Aid Agency Warning

A assistance agency told the BBC that Sudanese people were eating leaves and charcoal to survive after escaping the camps of displaced people near the city of El-Fasher.
“The stories we hear are really scary,” Noah Taylor, operations director for the Norwegian Refugee Commission, told the BBC's News Day plan.
Mr Taylor added that people were fleeing to El-Fasher in Tawila but “all died when they arrived.”
He said some people “desire to die from desire” while a 40km (25mile) journey from Zamzam camp was carried out to “foam” temperatures.
“We have heard the story, there are still bodies on the road between El-Fasher and Tawila.
“We talked to a family who told us that a girl walked alone from El-Fasher, raped repeatedly during the journey, and then died from her wound when she arrived at Tawila.”
El-Fasher is the last city in western Darfur in western Sudan, under the control of the army and its allies. Earlier this month, the Paramilitary Rapid Support Force (RSF) attacked nearby Zamzam camp, forcing thousands of people to escape from temporary shelters.
Many Zazam residents stayed there for twenty years after the previous conflict in Darfur.
The RSF has been fighting the military for the past two years, a war that killed an estimated 150,000 people and forced about 13 million people from their homes.
Aid agencies say this is the worst humanitarian crisis in the world.
However, funding issues have led to the United Nations reducing its food aid to cause famine-hitted Sudan areas.
During the fight, the RSF was accused of targeting non-Arab residents in Darfur.
British Foreign Minister David Lammy said on Thursday that this indicated “a sign of ethnic cleansing that could constitute a crime against humanity.”
He urged both sides to “provide the security assurances needed to provide prompt assistance to humanitarian actors”.
At least 481 people have been killed in North Darfur since April 10, and the United Nations said on Friday that the total could be higher.
Volker Türk, the agency’s human rights chief, expressed concern about the situation: “The system that assists victims in many areas is on the verge of collapse, medical personnel themselves are threatened and even water sources are intentional attacks.”
He also expressed concern about “wide reporting of sexual violence.”
Nathaniel Raymond, director of the Humanitarian Research Laboratory at Yale School of Public Health, said the Zamzam camp had been burned.

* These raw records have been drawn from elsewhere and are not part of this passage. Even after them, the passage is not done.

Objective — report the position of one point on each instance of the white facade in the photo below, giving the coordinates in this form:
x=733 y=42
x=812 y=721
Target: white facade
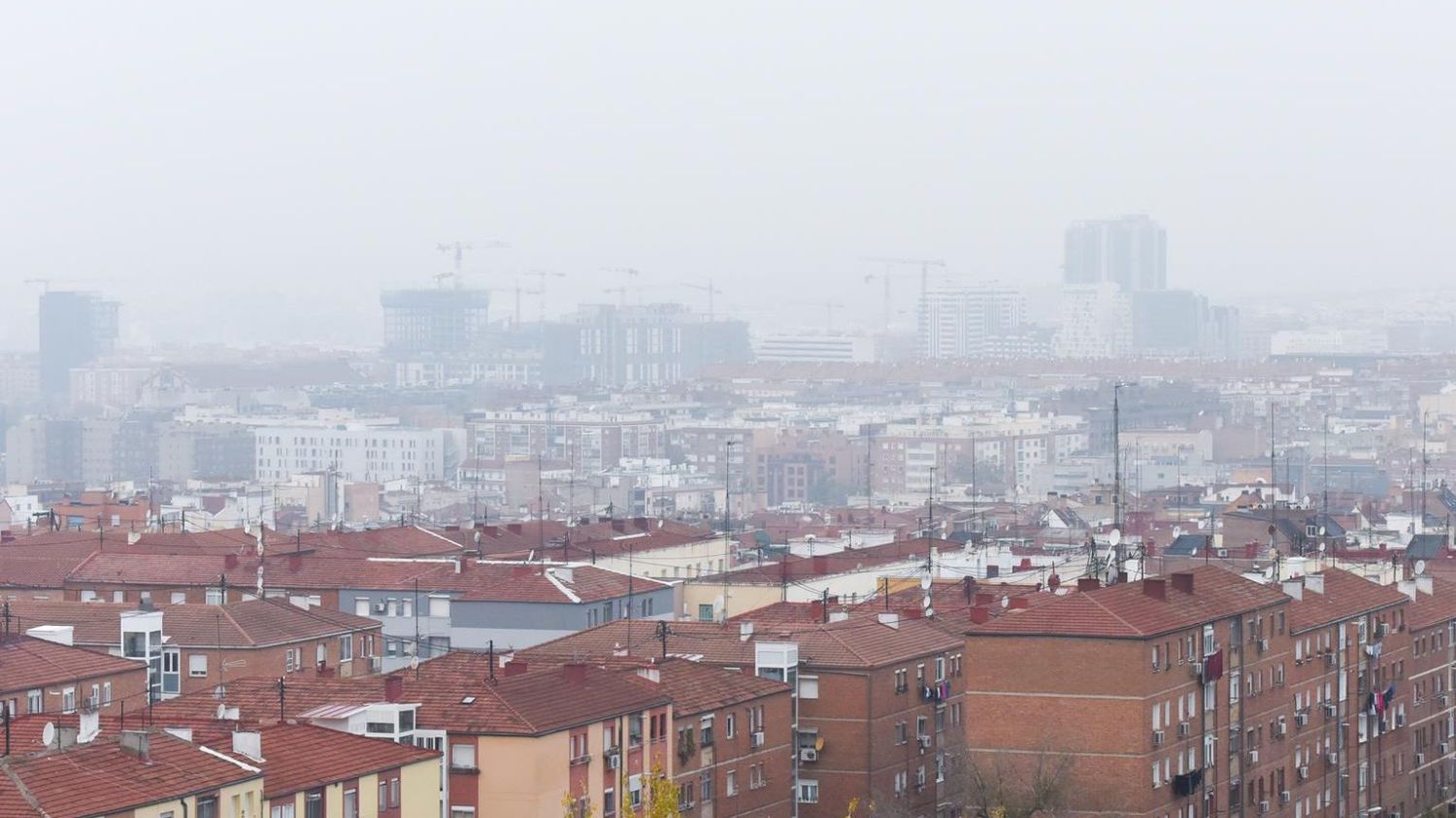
x=815 y=348
x=969 y=320
x=1097 y=322
x=352 y=451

Mr Raymond described “system destruction through the fire of houses” and “aid facilities”, adding that people who managed to escape Zamzam were “deathing from hunger.”
Mr Taylor also warned that Tawila was struggling to deal with the influx of people fleeing her homeland.
“There are few ways to eat and very few ways to water,” he said, adding that the town is currently sheltering between 130,000 and 150,000 people.
Last week, people fleeing Zamzam told the BBC that their homes were burned and they were shot. RSF said it attacked the camp but denied any atrocities.
The battle continued elsewhere in Sudan.
In the western Kodofin province, southern Kodofin, 74 people were killed when the RSF attacked the village of Al-Za'afah, the Sudanese doctors network said Friday.